Ara2 Converter

The Ara2 Converter compiles an ONNX model exported from an EdgeFirst Studio training session into a Kinara Dataflow Virtual Machine (.dvm) binary that runs on the NXP Ara240 Discrete NPU — formerly the Kinara Ara-2 — found on the EdgeFirst i.MX 8M Plus freedom board and other Ara240-equipped EdgeFirst platforms.

The Ara2 Converter applies Smart Quantization the same way the other INT8 converters do — by cutting the graph upstream of the decode where the trainer's split_hints allow it. What is unique to Ara2 is an additional accuracy lever: the Ara240 DNPU has DRAM and tolerates large output tensors, so the converter can also promote the most quantization-hostile arithmetic inside the detect head from INT8 to INT16 while leaving it inside the quantized graph. INT16 has roughly 256× the headroom of INT8 and is enough to make the distance-to-box decoding stable without lifting it onto the CPU.

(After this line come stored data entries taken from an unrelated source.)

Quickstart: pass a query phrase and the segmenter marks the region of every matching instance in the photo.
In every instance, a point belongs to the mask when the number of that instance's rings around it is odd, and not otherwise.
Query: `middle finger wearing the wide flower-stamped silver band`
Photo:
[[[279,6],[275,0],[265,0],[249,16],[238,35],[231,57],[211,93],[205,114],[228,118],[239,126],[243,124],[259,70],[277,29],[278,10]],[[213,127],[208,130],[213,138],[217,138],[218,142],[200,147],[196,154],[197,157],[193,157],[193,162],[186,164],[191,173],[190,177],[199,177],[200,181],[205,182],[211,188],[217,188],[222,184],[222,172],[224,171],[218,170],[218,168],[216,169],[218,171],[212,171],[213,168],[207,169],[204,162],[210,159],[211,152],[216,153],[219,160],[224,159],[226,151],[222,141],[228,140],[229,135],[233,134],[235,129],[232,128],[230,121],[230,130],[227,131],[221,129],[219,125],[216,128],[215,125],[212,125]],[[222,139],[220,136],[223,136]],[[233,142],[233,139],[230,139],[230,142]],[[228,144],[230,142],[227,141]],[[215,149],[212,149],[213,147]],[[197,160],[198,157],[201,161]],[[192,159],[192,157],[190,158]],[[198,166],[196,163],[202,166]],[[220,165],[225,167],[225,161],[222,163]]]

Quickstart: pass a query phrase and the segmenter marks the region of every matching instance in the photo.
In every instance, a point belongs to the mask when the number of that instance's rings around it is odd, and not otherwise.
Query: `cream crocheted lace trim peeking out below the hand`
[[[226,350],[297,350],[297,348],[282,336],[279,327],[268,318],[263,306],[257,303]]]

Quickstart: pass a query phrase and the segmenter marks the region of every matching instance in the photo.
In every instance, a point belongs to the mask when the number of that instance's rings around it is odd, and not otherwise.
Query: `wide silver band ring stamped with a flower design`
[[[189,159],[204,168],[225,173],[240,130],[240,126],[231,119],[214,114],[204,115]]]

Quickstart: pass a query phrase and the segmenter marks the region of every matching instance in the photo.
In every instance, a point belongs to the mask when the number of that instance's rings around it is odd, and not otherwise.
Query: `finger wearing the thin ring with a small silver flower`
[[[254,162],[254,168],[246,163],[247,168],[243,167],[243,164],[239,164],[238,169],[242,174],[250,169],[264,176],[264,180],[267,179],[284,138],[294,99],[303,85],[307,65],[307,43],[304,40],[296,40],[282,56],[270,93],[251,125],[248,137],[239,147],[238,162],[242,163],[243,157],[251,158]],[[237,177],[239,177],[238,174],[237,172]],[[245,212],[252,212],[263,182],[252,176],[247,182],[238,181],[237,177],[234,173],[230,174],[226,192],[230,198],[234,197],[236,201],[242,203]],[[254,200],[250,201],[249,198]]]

Model Zoo — Supported Models & Benchmarks

For the latest supported model list, INT8/INT16 accuracy comparisons, and validation results on the NXP Ara240 DNPU, see the EdgeFirst Model Zoo on Hugging Face.

Studio Launch Form

Field	Values	Default	Meaning
`int16_mode`	`int8` / `int16_smart`	`int8`	The only conversion knob. `int8` = standard asymmetric INT8 throughout. `int16_smart` = INT8 baseline with selective INT16 promotion of the distance-to-box decode arithmetic in the detect head.

That is the entire user-facing knob set. Output decomposition is decided automatically by the converter based on the trainer's split_hints; the runtime HAL handles the resulting layout transparently via the HAL Decoder Algorithm, so application code is unaffected.

When to use `int16_smart`

The default int8 mode is sufficient for most detection workloads — the Ara240 DNPU's asymmetric INT8 quantization, combined with the trainer's split_hints, recovers most of the accuracy that combined-mode INT8 loses on other targets.
Use int16_smart when box localization precision is the limiting factor in deployment quality (small-object detection, tight metric-IoU targets). It selectively promotes the arithmetic nodes inside the distance-to-box decoder to INT16.
The proto-branch nodes that generate instance-segmentation mask coefficients are explicitly excluded from INT16 promotion, so segmentation mask quality is preserved regardless of which int16_mode you pick.

What You Get

A self-contained model.dvm Dataflow Virtual Machine binary with:

The fully quantized model weights and activations (asymmetric INT8, with optional INT16 promotion in the detect head).
Embedded EdgeFirst metadata (edgefirst.json + labels.txt) ZIP-appended to the file.
A top-level ara2 traceability block recording the converter version and conversion settings.
A compiled outputs[] array that the runtime decoder reads to reconstruct the logical view (boxes, scores, mask coefficients, protos).

Deploy directly to any Ara240-equipped EdgeFirst platform; the runtime HAL reads the compiled metadata and dispatches the optimized decoder.

Calibration

Calibration is fully automatic. EdgeFirst Studio captures a calibration snapshot from the training dataset and passes it to the converter along with the ONNX model. There is no calibration step a Studio user needs to perform manually. See Calibration Snapshot for the format, selection algorithm, and converter contract.

Converting Your Model

Once training completes in EdgeFirst Studio:

Click on the completed training session.

Completed Training Session
Navigate to the Artifacts tab and click the Ara2 Converter button under Converters on the right.

Ara2 Converter
Pick the precision mode (int8 or int16_smart), then click Start App to begin the conversion.

Ara2 Converter Options

Prerequisites

EdgeFirst Studio training sessions produce a ready-to-convert ONNX artifact with the right opset and metadata; nothing extra is required. If you are supplying a manually-exported ONNX from outside Studio, export with opset=13 and simplify=True so the Ara240 toolchain accepts the graph.

Known Limitations

The boxes_xy / boxes_wh INT16 sub-channel split — the most aggressive per-axis decomposition the Ara240 supports — is not currently exposed in the Studio launch form.
During a successful conversion the underlying toolchain emits a non-fatal DVMCUT Failed to add model version log line. This message is expected and can be ignored.